A joke. Who would dream of sending a secret policeman to a mere students’ do?

Shelepin got up: tall, broad shouldered with a typically Slavonic face. Impressive. He carried authority. He spoke in Russian but had an interpreter by his side. He moved a motion that the Yugoslav student association be expelled from the IUS. Why? A number of Albanian students had been expelled from their university and been arrested but the Yugoslavs, their neighbours, had done nothing to support them.

It was a cock-and-bull story and all of us knew it. Jarvis got up. The true reason, he said was obvious: Marshal Tito had, a while earlier, broken with Stalin. The Yugoslav students had refused to denounce Tito. However this provided no valid grounds for expelling anyone from a students’ association.

Stalin had allegedly boasted he would lift his little finger and there would be no more Tito. But this had not happened. Tito was still in power and was gaining support in the West.

Jarvis went on the attack. He did not bring a sheaf of telegrams.  He only read from a small cutting from a British daily: It listed several Soviet academics who had apparently ‘disappeared’. What had the Soviet students’ association done to protest about that?

Shelepin expressed outrage. These were wicked calumnies which he would refute. He would, however, require a little time.

But next morning, already, he appeared with a sheaf of telegrams which he waved at us. Doctor X had not ‘disappeared mysteriously’ – as had been alleged. He had taken up a professorship at Novosibirsk.  A new book of his was due to appear in the spring. As for Professor Y, he was on a sabbatical and at a rest home in the Crimea, also writing a book.  Shelepin droned on, reading out telegram after telegram.

Of course there was no way any Westerner could have checked these assertions.

Eventually, most western student bodies walked out of the IUS. My article for the South African student paper recommended that the NUSAS keep out: “Don’t touch them with a bargepole!”

And not long after the Soviet news agency Tass reported that Alexander Nikolaevich Shelepin had been appointed head of the KGB!
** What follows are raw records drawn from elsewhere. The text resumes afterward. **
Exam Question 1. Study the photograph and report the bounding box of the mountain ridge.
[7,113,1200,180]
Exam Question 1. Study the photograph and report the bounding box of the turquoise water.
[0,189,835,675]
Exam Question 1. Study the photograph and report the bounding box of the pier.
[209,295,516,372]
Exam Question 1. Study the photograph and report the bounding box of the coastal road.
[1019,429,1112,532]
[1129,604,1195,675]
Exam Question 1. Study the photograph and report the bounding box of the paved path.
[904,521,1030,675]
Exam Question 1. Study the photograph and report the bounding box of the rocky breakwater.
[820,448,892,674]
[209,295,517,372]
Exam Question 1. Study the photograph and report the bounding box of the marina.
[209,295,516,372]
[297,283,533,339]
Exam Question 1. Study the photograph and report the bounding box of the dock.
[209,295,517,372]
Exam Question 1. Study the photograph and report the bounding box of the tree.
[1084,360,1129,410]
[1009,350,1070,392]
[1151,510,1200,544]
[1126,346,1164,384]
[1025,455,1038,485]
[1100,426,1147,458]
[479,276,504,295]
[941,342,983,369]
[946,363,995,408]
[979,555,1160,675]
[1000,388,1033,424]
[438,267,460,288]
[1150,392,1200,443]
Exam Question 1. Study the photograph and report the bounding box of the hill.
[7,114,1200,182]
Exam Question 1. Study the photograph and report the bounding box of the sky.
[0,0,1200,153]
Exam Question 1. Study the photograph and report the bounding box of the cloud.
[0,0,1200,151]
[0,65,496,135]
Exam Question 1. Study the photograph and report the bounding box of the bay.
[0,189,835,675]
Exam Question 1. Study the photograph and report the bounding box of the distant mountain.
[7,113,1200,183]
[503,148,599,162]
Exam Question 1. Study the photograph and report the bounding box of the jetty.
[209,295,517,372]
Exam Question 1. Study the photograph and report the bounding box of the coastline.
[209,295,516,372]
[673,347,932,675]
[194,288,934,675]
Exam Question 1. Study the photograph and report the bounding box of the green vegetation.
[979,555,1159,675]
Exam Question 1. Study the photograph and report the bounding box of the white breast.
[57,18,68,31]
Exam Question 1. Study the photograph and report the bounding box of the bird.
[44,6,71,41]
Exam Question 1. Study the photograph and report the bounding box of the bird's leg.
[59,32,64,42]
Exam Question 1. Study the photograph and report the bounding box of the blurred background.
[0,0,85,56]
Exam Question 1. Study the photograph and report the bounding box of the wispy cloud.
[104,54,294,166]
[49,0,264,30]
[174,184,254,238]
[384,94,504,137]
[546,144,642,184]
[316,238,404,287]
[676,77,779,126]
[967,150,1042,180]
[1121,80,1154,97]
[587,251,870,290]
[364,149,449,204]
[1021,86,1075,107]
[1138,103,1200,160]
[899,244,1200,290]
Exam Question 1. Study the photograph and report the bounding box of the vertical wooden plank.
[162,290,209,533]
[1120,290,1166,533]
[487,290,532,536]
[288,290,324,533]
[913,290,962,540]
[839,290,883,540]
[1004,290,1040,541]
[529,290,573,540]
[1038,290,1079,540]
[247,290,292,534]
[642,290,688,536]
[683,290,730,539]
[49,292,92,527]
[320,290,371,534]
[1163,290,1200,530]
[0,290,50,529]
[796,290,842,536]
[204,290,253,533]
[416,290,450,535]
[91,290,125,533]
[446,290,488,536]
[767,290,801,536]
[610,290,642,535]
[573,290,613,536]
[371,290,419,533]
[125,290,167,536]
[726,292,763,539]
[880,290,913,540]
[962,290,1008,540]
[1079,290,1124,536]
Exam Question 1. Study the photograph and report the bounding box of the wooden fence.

The get-together in that Bloomsbury Hotel had been awkward for some but hilarious for others.  The Russians and the Yugoslavs had met at an earlier IUS meeting. The Yugoslavs seemed to speak good Russian.  I guess it was the first foreign language taught in schools in the early years of the Tito regime. They had embraced the Russians as comrades and buddies, which was awkward for the Russians. One went out to make a phone call but reappeared a few moments later to call out a second one.  He, in turn, came back soon after to call out yet another. Within minutes all the Russians had found ways of escaping the hotel lounge. Those of us in the room who could afford to observe all this with detachment burst out laughing as the last fled the room.